E.g. I would have thought saying the adding a "[LIST]"
preface to the Subject would be unfriendly to messages
where the Subject field was signed and might recommond
some other list flagging scheme.

#9 Section 10.1 says that 1024 bit rsa is commensurate
with 80 bit asymmetric systems. That surely only relates to
confidentiality (i.e. key transport), so a different 
set of comparisons is probably needed.

#10 Section 10.2 implies that RSA is based on the 
discrete log problem and not factoring.
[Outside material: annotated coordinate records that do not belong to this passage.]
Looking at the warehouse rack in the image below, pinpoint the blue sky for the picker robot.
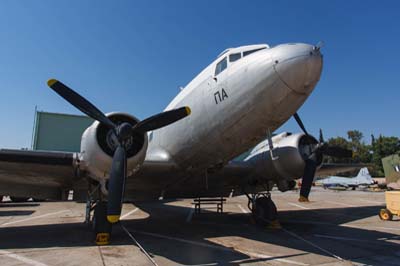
[0,0,400,148]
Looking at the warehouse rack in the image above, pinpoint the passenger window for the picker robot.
[243,47,265,57]
[229,53,242,62]
[215,57,228,76]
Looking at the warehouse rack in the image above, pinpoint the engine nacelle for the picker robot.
[79,112,148,181]
[248,132,322,186]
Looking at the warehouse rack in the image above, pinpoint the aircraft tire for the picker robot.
[93,201,112,245]
[10,196,29,202]
[253,197,278,225]
[379,209,393,221]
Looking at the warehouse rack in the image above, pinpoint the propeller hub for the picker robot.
[117,122,133,142]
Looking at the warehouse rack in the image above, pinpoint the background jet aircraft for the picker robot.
[321,167,375,189]
[0,43,351,243]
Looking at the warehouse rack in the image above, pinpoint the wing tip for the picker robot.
[47,79,58,87]
[185,106,192,115]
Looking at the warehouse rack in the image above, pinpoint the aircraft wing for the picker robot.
[315,163,366,176]
[0,149,76,198]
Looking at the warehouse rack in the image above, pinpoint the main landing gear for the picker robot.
[85,185,112,245]
[242,191,281,229]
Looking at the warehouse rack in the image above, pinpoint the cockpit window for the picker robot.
[243,47,266,57]
[215,57,228,76]
[229,53,242,62]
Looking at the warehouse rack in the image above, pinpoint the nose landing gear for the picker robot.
[246,191,281,229]
[85,183,112,245]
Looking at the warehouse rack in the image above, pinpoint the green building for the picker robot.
[382,154,400,184]
[32,110,93,152]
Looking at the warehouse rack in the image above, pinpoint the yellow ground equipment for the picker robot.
[379,191,400,221]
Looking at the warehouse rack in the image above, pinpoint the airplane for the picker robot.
[0,43,351,245]
[320,167,376,190]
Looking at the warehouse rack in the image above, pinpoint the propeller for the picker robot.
[293,113,353,202]
[47,79,191,223]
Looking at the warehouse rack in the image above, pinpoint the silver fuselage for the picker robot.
[146,44,322,169]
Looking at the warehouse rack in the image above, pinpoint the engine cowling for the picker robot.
[80,112,148,181]
[249,132,322,190]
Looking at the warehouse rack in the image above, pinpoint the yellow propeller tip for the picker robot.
[47,79,58,87]
[107,215,119,224]
[185,106,192,115]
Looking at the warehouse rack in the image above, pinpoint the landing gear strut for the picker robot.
[85,182,112,245]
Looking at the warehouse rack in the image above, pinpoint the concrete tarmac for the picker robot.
[0,188,400,266]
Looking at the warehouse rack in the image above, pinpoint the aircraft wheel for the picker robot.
[253,197,278,225]
[379,209,393,221]
[10,196,29,202]
[93,201,112,245]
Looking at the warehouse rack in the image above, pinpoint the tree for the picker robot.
[347,130,372,163]
[371,135,400,176]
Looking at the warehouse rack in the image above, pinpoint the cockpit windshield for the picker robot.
[243,47,267,57]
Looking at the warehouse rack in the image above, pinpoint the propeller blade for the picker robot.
[47,79,115,128]
[293,113,308,136]
[321,146,353,158]
[133,106,191,133]
[299,155,317,202]
[107,145,126,223]
[319,129,324,143]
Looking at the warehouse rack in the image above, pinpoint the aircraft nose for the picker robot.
[272,43,322,93]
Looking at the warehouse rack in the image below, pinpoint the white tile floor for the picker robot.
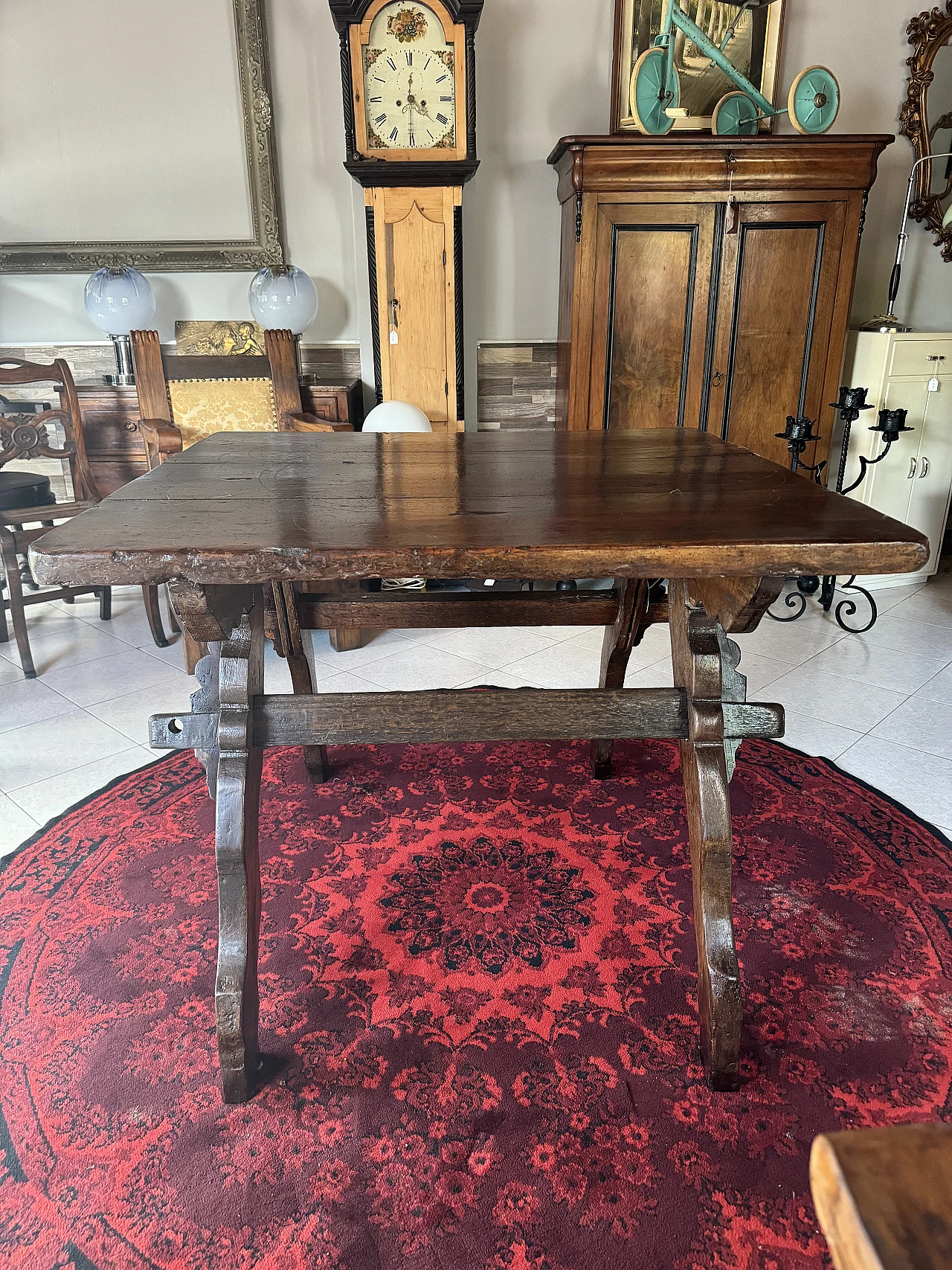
[0,571,952,855]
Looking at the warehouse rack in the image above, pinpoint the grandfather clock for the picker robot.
[329,0,483,432]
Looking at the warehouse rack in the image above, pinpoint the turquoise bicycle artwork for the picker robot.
[631,0,839,137]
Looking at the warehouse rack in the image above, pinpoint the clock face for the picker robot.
[363,0,456,150]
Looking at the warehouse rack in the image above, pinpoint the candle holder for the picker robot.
[774,414,826,485]
[767,388,916,635]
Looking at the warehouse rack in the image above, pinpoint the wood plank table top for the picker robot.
[810,1124,952,1270]
[33,428,928,586]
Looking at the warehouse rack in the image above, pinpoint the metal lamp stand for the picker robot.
[767,388,914,635]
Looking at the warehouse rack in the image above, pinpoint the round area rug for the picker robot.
[0,742,952,1270]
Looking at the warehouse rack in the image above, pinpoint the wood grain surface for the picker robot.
[32,429,928,586]
[810,1124,952,1270]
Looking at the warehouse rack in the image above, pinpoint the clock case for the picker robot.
[329,0,485,189]
[327,0,485,431]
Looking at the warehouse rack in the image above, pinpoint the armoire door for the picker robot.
[702,202,846,466]
[589,203,716,429]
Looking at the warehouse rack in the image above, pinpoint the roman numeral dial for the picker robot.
[361,0,458,154]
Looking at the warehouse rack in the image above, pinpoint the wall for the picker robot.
[0,0,952,398]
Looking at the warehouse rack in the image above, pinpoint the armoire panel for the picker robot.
[591,205,715,429]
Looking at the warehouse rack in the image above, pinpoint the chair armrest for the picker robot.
[138,419,181,471]
[286,413,354,432]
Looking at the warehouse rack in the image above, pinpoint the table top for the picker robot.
[32,428,928,586]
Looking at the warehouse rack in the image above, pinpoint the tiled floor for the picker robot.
[0,571,952,853]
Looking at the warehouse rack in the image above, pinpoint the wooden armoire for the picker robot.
[548,132,893,465]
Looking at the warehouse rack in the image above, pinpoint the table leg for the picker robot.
[668,580,745,1090]
[214,591,264,1103]
[273,582,329,785]
[591,578,652,781]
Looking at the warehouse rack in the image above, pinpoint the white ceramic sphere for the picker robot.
[84,268,155,336]
[363,401,433,432]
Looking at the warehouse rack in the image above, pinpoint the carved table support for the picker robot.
[668,579,759,1090]
[591,578,652,781]
[149,579,783,1103]
[214,591,264,1103]
[273,582,329,785]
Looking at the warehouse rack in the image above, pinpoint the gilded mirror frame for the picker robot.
[898,0,952,262]
[0,0,284,273]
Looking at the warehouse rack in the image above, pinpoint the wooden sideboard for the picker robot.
[63,379,363,498]
[548,132,893,465]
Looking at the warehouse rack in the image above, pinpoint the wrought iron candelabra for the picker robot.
[767,388,916,635]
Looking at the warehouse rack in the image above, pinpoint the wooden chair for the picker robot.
[0,357,112,679]
[131,330,353,778]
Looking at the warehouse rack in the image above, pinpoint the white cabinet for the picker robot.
[830,332,952,587]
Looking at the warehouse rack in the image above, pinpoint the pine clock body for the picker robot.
[330,0,483,431]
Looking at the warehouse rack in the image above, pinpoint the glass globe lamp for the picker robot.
[248,264,320,379]
[84,266,155,384]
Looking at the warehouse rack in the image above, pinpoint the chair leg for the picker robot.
[142,587,169,648]
[0,528,36,679]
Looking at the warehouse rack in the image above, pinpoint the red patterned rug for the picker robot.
[0,742,952,1270]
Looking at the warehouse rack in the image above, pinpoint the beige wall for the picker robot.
[0,0,952,376]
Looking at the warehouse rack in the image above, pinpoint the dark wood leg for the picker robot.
[327,626,363,652]
[142,587,171,648]
[214,591,264,1103]
[181,630,208,674]
[591,578,652,781]
[669,580,747,1090]
[0,527,36,679]
[273,582,327,785]
[165,588,181,635]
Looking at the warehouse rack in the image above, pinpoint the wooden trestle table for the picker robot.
[30,429,928,1103]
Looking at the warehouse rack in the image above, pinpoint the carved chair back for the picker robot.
[0,357,100,503]
[131,330,307,449]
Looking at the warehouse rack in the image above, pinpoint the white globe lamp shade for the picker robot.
[84,268,155,336]
[363,401,433,432]
[248,264,318,336]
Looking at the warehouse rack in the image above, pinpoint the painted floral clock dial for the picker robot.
[363,0,457,150]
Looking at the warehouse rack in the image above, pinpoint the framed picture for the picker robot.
[612,0,785,132]
[176,321,266,357]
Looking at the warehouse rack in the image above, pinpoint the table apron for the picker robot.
[149,688,783,751]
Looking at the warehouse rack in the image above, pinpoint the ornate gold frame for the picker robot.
[898,0,952,262]
[0,0,284,273]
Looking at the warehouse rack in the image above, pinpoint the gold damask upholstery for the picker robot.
[169,379,278,449]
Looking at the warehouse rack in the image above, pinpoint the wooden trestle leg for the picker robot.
[273,582,329,785]
[668,579,778,1090]
[591,578,652,781]
[214,591,264,1103]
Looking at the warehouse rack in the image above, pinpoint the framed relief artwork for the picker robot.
[176,321,266,357]
[612,0,785,132]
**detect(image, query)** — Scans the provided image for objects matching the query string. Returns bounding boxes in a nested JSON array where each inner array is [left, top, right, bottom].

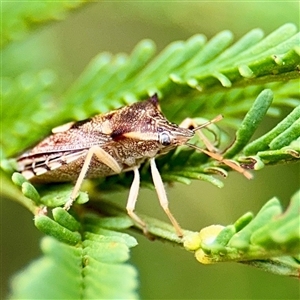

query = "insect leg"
[[126, 167, 147, 234], [64, 145, 121, 210], [150, 158, 183, 237]]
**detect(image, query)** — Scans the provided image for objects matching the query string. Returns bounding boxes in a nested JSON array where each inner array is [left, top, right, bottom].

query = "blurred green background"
[[1, 1, 300, 299]]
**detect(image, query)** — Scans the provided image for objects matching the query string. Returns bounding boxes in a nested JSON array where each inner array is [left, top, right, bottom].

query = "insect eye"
[[159, 131, 171, 146]]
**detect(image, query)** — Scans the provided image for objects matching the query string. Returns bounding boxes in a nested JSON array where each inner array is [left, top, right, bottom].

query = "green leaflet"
[[224, 90, 273, 158], [10, 226, 137, 299], [184, 191, 300, 277]]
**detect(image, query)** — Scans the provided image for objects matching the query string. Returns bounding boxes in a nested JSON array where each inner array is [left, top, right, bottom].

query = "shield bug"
[[17, 95, 251, 236]]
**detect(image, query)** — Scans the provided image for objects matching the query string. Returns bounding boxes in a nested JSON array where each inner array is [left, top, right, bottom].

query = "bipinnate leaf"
[[185, 191, 300, 277], [10, 209, 138, 299]]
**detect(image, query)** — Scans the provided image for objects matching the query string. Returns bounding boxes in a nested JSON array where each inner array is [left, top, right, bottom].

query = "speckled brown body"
[[17, 95, 194, 183]]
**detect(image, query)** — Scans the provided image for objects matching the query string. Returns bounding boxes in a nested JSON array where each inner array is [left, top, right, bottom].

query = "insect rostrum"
[[17, 95, 251, 236]]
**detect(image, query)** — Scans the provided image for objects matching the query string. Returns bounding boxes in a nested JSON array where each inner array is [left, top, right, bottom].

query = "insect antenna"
[[185, 143, 253, 179], [185, 143, 253, 179], [192, 115, 223, 132], [185, 115, 253, 179]]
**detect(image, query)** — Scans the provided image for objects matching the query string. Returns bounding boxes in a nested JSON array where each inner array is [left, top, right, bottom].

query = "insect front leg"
[[64, 145, 122, 210], [150, 158, 183, 237], [126, 166, 147, 235]]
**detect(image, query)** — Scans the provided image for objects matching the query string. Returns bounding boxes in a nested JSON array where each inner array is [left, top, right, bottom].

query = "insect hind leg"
[[64, 145, 122, 210]]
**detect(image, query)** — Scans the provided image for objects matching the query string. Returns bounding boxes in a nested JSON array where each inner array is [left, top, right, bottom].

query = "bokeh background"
[[1, 1, 300, 299]]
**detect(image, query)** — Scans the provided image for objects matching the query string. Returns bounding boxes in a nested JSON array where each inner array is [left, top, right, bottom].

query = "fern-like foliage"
[[10, 208, 137, 299], [185, 191, 300, 277], [1, 11, 300, 299]]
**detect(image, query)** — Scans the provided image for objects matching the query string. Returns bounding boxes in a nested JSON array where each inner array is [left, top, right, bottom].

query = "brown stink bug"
[[17, 95, 251, 236]]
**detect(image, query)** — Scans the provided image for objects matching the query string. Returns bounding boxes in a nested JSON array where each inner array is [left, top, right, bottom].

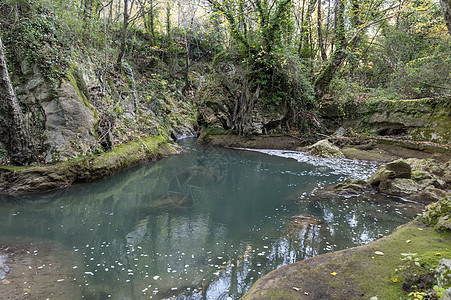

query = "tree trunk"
[[440, 0, 451, 34], [232, 78, 261, 135], [313, 0, 348, 99], [116, 0, 129, 69], [0, 38, 33, 165], [317, 0, 327, 60]]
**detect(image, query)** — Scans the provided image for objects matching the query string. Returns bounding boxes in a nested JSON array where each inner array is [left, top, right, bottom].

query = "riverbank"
[[203, 135, 451, 300], [0, 136, 182, 195], [199, 134, 451, 162], [241, 218, 451, 300]]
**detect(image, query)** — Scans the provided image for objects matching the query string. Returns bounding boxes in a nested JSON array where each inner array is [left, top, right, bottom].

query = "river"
[[0, 139, 422, 299]]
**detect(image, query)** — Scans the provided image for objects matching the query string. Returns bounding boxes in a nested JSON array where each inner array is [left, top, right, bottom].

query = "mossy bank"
[[242, 218, 451, 300], [0, 136, 182, 194]]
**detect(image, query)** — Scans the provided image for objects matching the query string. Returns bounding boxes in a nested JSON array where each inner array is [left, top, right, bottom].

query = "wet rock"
[[405, 158, 444, 180], [290, 215, 324, 230], [307, 139, 345, 158], [422, 195, 451, 231], [0, 252, 9, 280], [288, 215, 331, 256], [378, 178, 421, 197], [442, 159, 451, 185], [42, 82, 96, 162], [334, 178, 372, 195], [435, 258, 451, 299], [412, 185, 446, 203], [368, 159, 411, 186]]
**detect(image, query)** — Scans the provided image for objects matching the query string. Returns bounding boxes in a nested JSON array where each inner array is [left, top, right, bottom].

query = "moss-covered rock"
[[0, 136, 181, 194], [422, 195, 451, 231], [321, 96, 451, 145], [368, 159, 411, 186], [307, 139, 345, 158], [242, 220, 451, 300]]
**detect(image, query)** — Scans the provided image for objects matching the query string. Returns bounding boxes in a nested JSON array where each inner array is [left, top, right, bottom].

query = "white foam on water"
[[244, 149, 378, 180]]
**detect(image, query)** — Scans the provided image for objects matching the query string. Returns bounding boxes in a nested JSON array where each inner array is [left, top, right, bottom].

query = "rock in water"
[[0, 252, 9, 280], [307, 139, 345, 158], [422, 196, 451, 231], [368, 159, 412, 186], [435, 258, 451, 300]]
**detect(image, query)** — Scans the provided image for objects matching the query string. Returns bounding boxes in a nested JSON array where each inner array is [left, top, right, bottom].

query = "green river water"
[[0, 139, 422, 299]]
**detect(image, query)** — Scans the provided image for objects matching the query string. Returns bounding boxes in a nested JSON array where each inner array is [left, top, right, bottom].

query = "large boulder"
[[307, 139, 345, 158], [405, 158, 444, 180], [333, 178, 373, 195], [41, 82, 96, 162], [0, 251, 9, 280], [435, 258, 451, 300], [378, 178, 422, 197], [422, 194, 451, 231], [442, 159, 451, 185], [368, 159, 412, 186]]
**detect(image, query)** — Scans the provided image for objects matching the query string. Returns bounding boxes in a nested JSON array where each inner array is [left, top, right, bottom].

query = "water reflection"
[[0, 139, 421, 299]]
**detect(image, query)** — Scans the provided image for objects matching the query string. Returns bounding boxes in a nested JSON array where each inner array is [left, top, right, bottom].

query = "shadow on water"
[[0, 140, 422, 299]]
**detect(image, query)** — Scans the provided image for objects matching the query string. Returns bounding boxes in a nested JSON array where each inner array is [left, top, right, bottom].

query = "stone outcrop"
[[320, 97, 451, 144], [435, 258, 451, 300], [12, 64, 96, 162], [422, 198, 451, 231], [333, 178, 372, 195], [0, 137, 181, 194], [368, 158, 451, 203], [368, 160, 411, 186], [306, 139, 345, 158]]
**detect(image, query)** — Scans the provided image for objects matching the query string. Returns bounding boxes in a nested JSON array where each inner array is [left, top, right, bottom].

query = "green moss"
[[0, 136, 177, 193], [242, 219, 451, 300]]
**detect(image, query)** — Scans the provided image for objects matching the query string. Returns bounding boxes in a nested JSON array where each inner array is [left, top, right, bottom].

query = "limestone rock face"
[[368, 158, 450, 204], [405, 158, 444, 180], [307, 139, 345, 158], [42, 82, 96, 162], [368, 159, 411, 186], [379, 178, 421, 197], [422, 195, 451, 230], [11, 64, 96, 162], [435, 258, 451, 300]]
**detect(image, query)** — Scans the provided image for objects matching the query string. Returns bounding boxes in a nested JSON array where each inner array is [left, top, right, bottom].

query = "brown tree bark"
[[440, 0, 451, 34], [116, 0, 130, 69], [0, 38, 33, 165]]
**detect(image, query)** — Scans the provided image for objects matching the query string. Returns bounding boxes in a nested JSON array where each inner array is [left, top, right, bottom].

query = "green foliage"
[[1, 2, 70, 89], [391, 252, 443, 300]]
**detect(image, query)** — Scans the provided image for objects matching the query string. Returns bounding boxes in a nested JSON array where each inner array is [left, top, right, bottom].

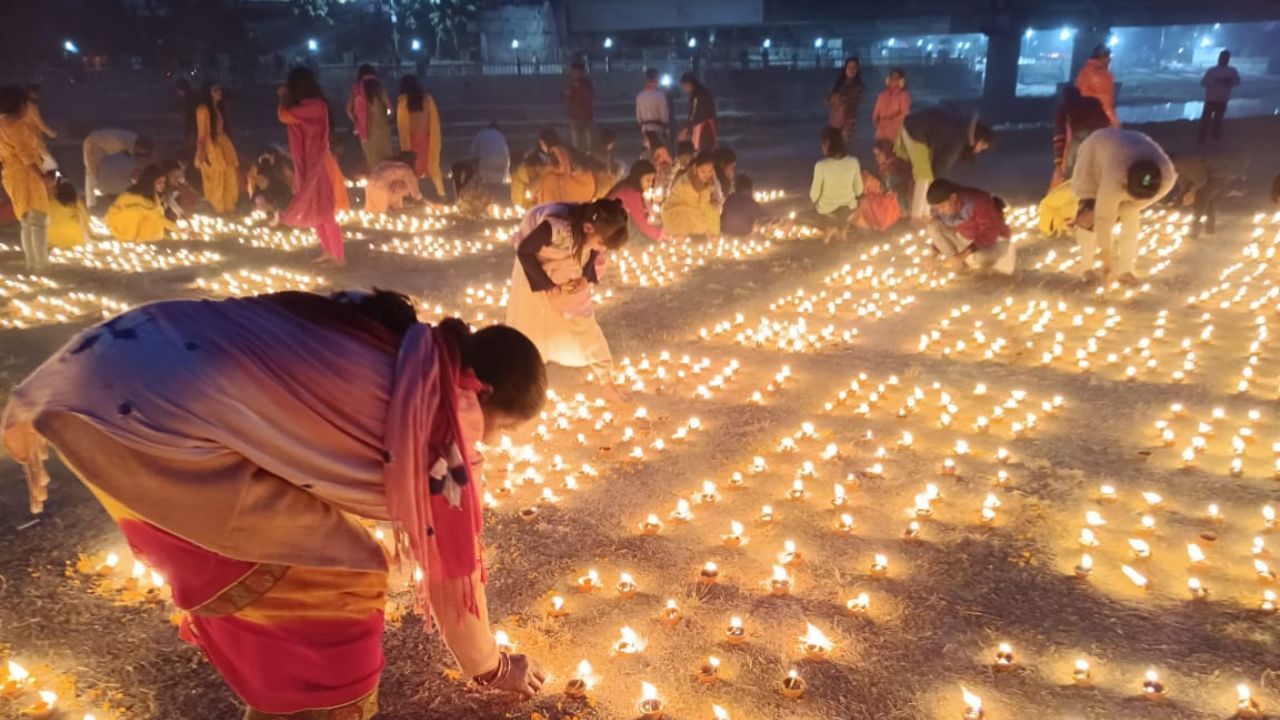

Maybe my terminology
is out of date, but I think those differ.


nits:

#1 Intro 1st bullet list says 4 efforts, but only has 3 bullets
which reads oddly, suggest splitting 1st bullet

#2 5% of spam being inappropriate marketing - is there a 
reference? (I think I believe you but would like a ref.)

#3 Lead in to section 3 includes the "no TTP" statement that
we've refined a few times - I think we ended up with "no
new TTP" as the better phrase.

#4 Section 10 s/tok/took/

#5 Section 10 The "I" in "PKI" already means infrsatructure.
(Also in 10.5)

#6 Section 10.2 The 2nd "C" in "ECC" already means cryprography.

#7 I don't think that there are any normative references needed
here - which may in the end help with process the document.